THG shares could be forming a bottom – is now the right time to buy?
The THG share price seems to be bottoming out from a technical perspective, but should one buy the stock now?
THG share price
THG share price THG, formerly known as The Hut Group, and once one of the leading British start-ups, is currently valued at around £1.5 billion by the market, compared to the £5.4 billion price tag it commanded when it listed in September 2020.
With its share price having dropped by around 90% peak-to-trough from its January 2021 high and the company having become a takeover target, investors will be wondering whether now is the right time to buy the share.

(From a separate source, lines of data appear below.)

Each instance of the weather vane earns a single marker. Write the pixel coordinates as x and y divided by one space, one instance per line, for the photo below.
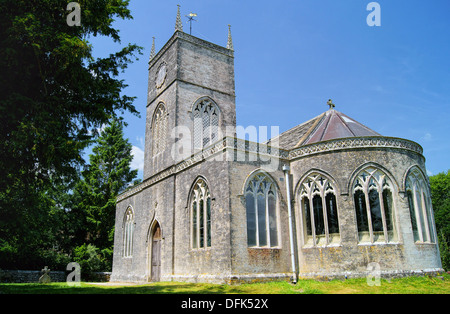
190 19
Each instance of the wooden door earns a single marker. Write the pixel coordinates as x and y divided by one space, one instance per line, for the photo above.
156 254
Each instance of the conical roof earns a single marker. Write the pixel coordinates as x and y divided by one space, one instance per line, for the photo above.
330 125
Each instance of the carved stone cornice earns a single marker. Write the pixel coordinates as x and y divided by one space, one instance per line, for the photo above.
238 145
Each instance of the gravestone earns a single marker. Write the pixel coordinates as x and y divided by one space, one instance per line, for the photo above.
45 278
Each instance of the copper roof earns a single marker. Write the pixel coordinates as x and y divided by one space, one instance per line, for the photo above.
331 124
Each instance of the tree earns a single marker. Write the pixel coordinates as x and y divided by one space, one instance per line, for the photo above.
440 197
106 176
53 97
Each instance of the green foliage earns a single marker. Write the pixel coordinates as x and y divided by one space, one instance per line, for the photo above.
408 285
106 176
53 96
440 197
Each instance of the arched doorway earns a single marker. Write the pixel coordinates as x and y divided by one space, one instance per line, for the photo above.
155 253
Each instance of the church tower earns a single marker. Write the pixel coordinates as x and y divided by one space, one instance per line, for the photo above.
191 98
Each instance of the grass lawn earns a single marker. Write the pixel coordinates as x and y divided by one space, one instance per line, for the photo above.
409 285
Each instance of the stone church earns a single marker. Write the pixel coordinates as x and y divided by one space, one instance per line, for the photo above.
327 198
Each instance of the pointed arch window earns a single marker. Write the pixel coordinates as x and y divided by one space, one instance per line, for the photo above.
319 210
206 123
261 200
200 215
128 231
159 129
373 197
419 202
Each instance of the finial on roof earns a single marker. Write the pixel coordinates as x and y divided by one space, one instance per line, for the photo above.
230 40
152 52
330 103
178 23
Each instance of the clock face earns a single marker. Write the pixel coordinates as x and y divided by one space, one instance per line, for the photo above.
161 76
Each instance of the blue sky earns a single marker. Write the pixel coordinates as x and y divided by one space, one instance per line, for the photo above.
291 56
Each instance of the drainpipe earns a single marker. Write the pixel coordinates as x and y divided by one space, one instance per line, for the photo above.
286 170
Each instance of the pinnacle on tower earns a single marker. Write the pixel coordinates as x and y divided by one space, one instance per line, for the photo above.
230 40
152 52
178 23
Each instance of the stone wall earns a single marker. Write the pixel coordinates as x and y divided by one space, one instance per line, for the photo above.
32 276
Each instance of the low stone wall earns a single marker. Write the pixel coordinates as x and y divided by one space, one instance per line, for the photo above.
32 276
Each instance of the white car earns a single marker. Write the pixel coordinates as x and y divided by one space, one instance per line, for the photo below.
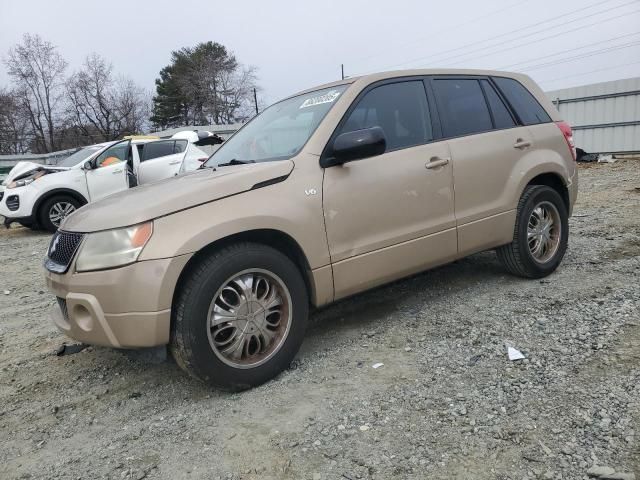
41 196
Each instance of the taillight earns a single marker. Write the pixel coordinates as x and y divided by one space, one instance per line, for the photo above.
565 128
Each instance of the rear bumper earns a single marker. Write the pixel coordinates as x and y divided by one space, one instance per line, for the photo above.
572 187
126 307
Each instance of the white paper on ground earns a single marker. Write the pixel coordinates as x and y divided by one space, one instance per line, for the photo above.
514 354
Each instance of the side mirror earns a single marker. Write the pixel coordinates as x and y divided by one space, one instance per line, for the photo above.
356 145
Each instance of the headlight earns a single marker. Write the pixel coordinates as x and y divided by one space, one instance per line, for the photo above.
113 248
21 183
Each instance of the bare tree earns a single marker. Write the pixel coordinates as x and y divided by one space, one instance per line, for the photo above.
37 70
14 124
100 104
236 95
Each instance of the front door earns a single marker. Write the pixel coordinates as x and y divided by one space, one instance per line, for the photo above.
109 173
390 215
161 159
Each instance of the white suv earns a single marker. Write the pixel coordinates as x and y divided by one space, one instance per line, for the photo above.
41 196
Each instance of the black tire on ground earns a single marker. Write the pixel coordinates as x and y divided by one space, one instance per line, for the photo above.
516 256
189 343
31 225
43 214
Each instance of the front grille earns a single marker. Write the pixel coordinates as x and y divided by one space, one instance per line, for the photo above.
61 251
13 202
63 307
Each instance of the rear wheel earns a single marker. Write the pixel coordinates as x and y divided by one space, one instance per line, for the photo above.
55 209
540 235
240 317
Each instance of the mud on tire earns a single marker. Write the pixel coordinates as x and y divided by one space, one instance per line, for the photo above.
520 257
199 339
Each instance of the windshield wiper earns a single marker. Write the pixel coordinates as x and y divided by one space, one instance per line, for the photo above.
235 161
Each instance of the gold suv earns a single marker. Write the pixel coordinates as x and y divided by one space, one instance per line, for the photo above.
325 194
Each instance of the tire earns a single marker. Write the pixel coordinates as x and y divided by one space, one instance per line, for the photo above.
64 203
30 225
199 350
522 258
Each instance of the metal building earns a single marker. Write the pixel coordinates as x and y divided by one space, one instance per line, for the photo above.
605 117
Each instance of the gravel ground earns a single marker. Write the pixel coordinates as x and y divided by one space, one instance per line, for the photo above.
447 403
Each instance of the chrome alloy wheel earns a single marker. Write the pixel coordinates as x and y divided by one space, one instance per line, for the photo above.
249 318
59 211
544 232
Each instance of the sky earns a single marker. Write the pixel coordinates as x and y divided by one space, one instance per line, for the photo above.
298 44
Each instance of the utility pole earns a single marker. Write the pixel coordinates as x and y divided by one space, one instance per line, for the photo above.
255 99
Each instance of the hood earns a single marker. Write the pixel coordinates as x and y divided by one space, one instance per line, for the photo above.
24 168
154 200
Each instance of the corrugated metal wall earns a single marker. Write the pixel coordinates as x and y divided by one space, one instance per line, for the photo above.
605 116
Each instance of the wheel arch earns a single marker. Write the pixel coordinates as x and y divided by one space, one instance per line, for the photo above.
57 191
276 239
556 182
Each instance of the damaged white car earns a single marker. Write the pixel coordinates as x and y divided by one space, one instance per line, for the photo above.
41 196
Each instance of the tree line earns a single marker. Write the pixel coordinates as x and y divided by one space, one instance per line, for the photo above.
45 108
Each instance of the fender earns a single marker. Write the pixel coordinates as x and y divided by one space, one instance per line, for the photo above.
58 191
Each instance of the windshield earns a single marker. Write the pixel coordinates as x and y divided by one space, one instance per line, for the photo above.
280 131
79 156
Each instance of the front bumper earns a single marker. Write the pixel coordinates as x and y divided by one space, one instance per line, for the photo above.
125 307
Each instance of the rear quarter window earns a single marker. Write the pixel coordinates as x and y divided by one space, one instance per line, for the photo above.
522 101
462 107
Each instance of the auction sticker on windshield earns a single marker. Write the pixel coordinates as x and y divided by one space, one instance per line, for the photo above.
328 97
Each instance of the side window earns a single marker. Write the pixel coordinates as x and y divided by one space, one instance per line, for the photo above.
524 104
180 146
157 149
462 107
112 155
400 109
499 112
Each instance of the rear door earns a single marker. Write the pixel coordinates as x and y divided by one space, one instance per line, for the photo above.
390 215
486 145
161 159
109 174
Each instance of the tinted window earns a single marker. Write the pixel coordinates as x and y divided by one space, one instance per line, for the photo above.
157 149
180 146
112 155
525 104
462 107
501 116
400 109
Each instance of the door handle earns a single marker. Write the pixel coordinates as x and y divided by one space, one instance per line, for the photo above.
521 144
436 162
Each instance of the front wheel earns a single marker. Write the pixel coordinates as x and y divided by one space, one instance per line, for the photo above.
540 236
240 317
55 209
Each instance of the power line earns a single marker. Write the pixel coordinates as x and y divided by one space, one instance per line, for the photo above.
613 67
504 67
584 55
444 29
552 19
559 34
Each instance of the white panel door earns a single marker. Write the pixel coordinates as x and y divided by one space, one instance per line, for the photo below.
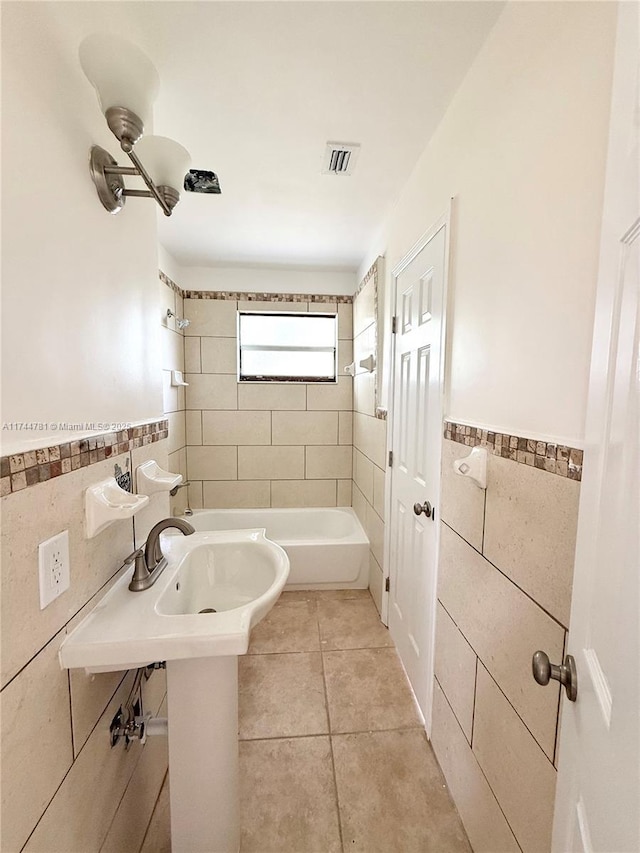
416 446
598 793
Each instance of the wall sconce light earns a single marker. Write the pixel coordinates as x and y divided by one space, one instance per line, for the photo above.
127 84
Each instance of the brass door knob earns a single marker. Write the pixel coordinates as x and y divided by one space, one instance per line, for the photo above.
565 673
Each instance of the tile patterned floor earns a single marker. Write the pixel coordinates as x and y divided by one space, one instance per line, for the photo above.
333 756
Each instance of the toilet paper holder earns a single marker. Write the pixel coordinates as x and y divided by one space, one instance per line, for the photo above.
474 466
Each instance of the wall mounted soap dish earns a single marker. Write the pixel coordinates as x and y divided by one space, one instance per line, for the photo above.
105 502
151 478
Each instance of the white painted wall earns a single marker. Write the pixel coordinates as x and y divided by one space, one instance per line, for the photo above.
79 287
268 280
522 148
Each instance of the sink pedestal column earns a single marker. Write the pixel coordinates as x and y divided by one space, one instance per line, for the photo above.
202 695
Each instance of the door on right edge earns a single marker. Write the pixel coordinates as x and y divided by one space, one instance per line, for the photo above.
598 793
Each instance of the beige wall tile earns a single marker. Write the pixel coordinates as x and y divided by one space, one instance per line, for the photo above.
236 427
331 397
250 305
270 463
211 317
530 531
370 437
375 532
192 357
219 355
305 428
193 422
359 504
177 431
363 474
378 491
364 308
455 669
76 818
504 627
36 743
211 391
483 821
520 775
228 494
129 825
376 581
345 427
212 463
345 321
296 493
195 494
326 462
344 493
364 393
462 502
31 516
272 396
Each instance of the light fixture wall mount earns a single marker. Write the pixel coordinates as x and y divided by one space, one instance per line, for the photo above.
133 79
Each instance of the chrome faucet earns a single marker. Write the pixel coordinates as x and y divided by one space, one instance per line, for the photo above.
149 560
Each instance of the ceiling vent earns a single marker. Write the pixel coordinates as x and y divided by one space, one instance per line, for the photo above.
340 158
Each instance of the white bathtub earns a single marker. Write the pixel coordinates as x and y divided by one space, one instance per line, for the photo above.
327 548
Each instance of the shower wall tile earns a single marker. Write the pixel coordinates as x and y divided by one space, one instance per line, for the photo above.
504 748
211 317
214 463
227 494
530 531
455 668
270 463
483 820
36 743
504 627
294 493
461 501
305 428
272 397
325 462
236 427
219 355
211 391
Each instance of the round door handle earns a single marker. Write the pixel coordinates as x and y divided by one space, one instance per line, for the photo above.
425 508
566 673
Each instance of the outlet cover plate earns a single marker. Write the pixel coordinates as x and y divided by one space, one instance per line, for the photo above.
53 565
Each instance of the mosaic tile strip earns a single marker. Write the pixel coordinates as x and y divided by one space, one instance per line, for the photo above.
555 458
234 296
164 278
22 470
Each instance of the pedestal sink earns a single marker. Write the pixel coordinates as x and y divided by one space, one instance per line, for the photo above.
197 617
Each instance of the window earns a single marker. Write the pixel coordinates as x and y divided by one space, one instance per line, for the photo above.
286 347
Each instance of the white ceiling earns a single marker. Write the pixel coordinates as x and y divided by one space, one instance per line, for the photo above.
255 90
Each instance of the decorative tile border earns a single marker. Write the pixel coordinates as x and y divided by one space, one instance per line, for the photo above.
554 458
237 296
22 470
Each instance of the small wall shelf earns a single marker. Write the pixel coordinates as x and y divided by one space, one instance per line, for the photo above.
151 478
106 502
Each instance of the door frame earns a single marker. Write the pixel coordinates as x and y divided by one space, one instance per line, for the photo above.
444 221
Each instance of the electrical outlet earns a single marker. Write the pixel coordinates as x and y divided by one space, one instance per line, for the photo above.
53 563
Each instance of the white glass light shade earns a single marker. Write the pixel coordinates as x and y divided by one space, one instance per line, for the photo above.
166 161
121 73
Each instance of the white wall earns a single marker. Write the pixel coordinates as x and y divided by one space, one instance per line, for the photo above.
522 149
268 280
79 286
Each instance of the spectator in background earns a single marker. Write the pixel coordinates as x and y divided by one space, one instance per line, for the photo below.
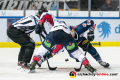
108 6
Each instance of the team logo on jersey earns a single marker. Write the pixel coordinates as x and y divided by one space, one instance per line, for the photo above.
84 24
71 46
72 74
47 44
105 29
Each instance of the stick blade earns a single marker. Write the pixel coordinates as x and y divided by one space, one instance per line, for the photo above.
54 68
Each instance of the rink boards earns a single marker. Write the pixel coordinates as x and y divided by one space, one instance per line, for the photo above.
37 44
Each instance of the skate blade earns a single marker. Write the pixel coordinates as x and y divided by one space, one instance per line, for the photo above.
31 71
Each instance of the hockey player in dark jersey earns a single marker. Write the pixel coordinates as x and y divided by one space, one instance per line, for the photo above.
60 34
77 32
19 32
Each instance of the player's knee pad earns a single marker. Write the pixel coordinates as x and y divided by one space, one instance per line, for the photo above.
41 51
48 44
71 46
78 55
59 36
84 44
57 49
31 44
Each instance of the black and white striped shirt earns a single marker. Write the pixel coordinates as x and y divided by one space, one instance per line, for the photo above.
26 24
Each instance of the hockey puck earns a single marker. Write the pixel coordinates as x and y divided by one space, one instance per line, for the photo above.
66 60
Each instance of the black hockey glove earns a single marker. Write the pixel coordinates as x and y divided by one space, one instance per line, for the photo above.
39 28
90 36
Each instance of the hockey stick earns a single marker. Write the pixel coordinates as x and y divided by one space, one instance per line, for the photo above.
77 70
50 68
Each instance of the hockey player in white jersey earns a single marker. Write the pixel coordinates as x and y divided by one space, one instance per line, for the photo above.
19 32
60 34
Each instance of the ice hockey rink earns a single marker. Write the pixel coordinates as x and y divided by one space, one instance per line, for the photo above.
8 66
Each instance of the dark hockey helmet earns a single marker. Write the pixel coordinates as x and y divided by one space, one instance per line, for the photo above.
41 10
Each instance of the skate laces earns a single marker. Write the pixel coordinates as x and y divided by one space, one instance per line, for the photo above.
103 63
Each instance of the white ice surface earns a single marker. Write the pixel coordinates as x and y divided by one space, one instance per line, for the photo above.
8 66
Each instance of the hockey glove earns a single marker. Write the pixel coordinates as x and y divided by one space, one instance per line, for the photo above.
39 28
90 36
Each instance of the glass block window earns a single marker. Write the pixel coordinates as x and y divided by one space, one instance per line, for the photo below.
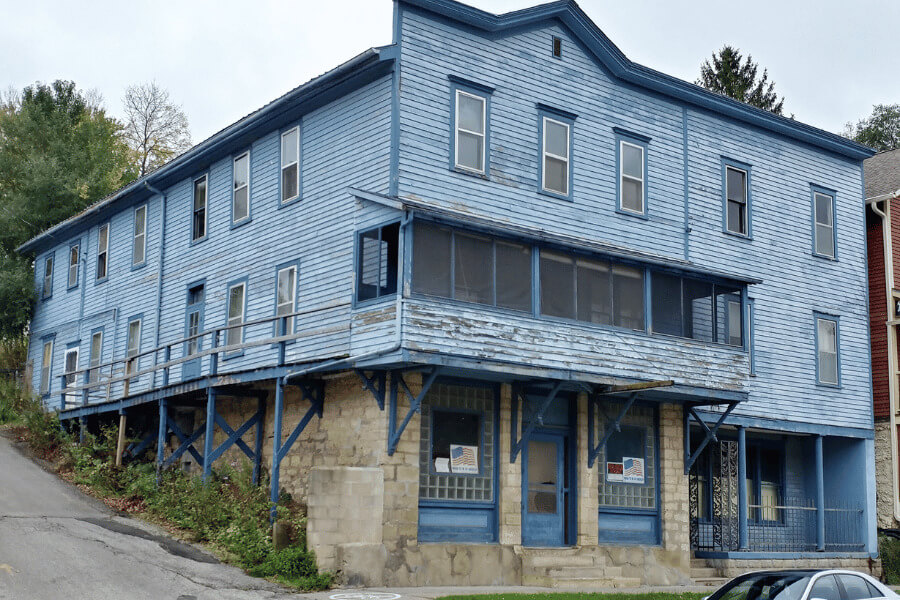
468 411
623 483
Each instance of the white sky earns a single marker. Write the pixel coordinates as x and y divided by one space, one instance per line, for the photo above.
831 59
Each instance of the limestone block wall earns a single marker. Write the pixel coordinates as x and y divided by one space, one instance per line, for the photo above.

At its peak, THG attracted millions of dollars from some of the best-known venture capital firms, including Softbank, with its market valuation jumping to over $8 billion before crashing down as investors started to worry about its poor corporate governance, including a controversial “golden share” that protects the company from a takeover, its earnings, business size, and its claims.
Thanks to efforts by the company to beef up its corporate governance and improve transparency around its small but fast-growing platform business, Ingenuity, the share price has stabilised.
In addition, a £200 million investment into a huge new warehouse in Manchester, so that THG can handle an expected boom in e-commerce orders, as well as “numerous” rejected early-stage takeover bids, have also helped its shares stabilise above their 72 pence March low.
The automated warehouse, which houses over 250 robots and is already partially operational, can process up to 500,000 items a day so that it can deal with a mammoth £14 billion of orders a year for the group's online beauty websites, including Lookfantastic, Cult Beauty and Espa.
The embattled founder and chief executive of THG, Matt Moulding, wants to open similar warehouses in New Jersey and Dubai alongside existing ones in Melbourne and Poland as part of his global strategy. Full-year (FY) results for 2021 showed adjusted earnings before interest, tax, depreciation and amortisation of £161.3 million and a group gross margin of 44.7%.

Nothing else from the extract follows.